Code is a first-class value in Frothy. You can bind it to a top-level slot, pass it around, and call it with ordinary syntax.

Named Code

Top-level code is still just a stable slot holding a Code value. The docs mostly use two surface styles:

boot is fn [ led.on: ]

to pulse with pin, wait [
  gpio.high: pin;
  ms: wait;
  gpio.low: pin
]

A small house style keeps examples easy to read:

  • use name is fn [ ... ] for zero-argument words or names that feel like labels
  • use to name with ... [ ... ] when the name and arguments read like a short sentence

A zero-argument to name [ ... ] form is valid too, but these docs usually reserve to for the sentence-shaped form.

Both definitions above end in the same place: a stable top-level slot holding callable Code.

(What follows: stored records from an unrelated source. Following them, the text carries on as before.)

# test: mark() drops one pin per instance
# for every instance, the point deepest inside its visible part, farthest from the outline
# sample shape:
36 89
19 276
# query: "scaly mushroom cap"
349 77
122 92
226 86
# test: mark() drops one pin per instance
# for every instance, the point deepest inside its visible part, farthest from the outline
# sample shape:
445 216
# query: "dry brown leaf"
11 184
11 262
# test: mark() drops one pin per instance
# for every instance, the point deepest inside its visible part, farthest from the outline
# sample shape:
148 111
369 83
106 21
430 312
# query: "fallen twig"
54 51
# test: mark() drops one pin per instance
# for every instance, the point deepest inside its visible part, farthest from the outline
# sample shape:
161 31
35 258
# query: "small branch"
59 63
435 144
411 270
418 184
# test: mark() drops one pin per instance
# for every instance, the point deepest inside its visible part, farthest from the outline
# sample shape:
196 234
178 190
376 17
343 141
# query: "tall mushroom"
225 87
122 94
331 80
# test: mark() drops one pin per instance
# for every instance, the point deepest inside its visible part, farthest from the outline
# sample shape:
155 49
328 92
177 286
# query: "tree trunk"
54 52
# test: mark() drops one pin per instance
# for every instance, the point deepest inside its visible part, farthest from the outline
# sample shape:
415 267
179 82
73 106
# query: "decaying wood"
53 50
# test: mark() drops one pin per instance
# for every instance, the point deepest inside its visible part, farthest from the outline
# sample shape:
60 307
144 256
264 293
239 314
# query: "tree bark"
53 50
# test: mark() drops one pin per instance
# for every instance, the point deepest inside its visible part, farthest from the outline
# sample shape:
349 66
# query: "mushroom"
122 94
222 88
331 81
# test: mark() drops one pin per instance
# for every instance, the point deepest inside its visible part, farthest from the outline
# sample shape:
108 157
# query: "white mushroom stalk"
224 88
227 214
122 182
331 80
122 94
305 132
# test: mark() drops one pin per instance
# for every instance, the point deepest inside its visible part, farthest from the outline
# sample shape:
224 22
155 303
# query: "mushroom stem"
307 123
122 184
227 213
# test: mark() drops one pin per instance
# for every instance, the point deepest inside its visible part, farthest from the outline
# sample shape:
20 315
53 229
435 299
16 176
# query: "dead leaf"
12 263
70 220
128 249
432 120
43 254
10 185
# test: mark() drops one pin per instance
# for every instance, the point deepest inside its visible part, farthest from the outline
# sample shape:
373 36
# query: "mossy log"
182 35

If you call pulse, Frothy looks up the top-level slot named pulse, finds a Code value there, and runs it. That is the same lookup story you saw in the last chapter. The only difference is that the value happens to be callable.

Anonymous Code

Use fn when you want a Code value directly:

twice is fn with action [
  action:;
  action:
]

That definition binds twice to a Code value which expects one argument, and that argument is itself another Code value.

For example:

beep is fn [ led.blink: 1, 30 ]
twice: beep

twice does not care what top-level slot the action came from. It only cares that the value it received is callable.

Blocks Yield Values

A block introduces a lexical scope and yields the value of its last expression. If there is no final expression, the block yields nil.

to add-one with n [
  here next is n + 1;
  next
]

Read that block line by line:

  1. create a lexical scope for the block
  2. bind next
  3. evaluate the last expression, which is also next
  4. return that value

If the last line were missing, the block would yield nil.

Locals And Mutation

Inside a block:

  • here name is expr creates a local explicitly
  • name is expr also creates a local in the current lexical scope
  • set name to expr mutates an existing local
to countdown with n [
  here current is n;
  while current > 0 [
    set current to current - 1
  ]
]

If there is no existing place to mutate, set is a runtime error.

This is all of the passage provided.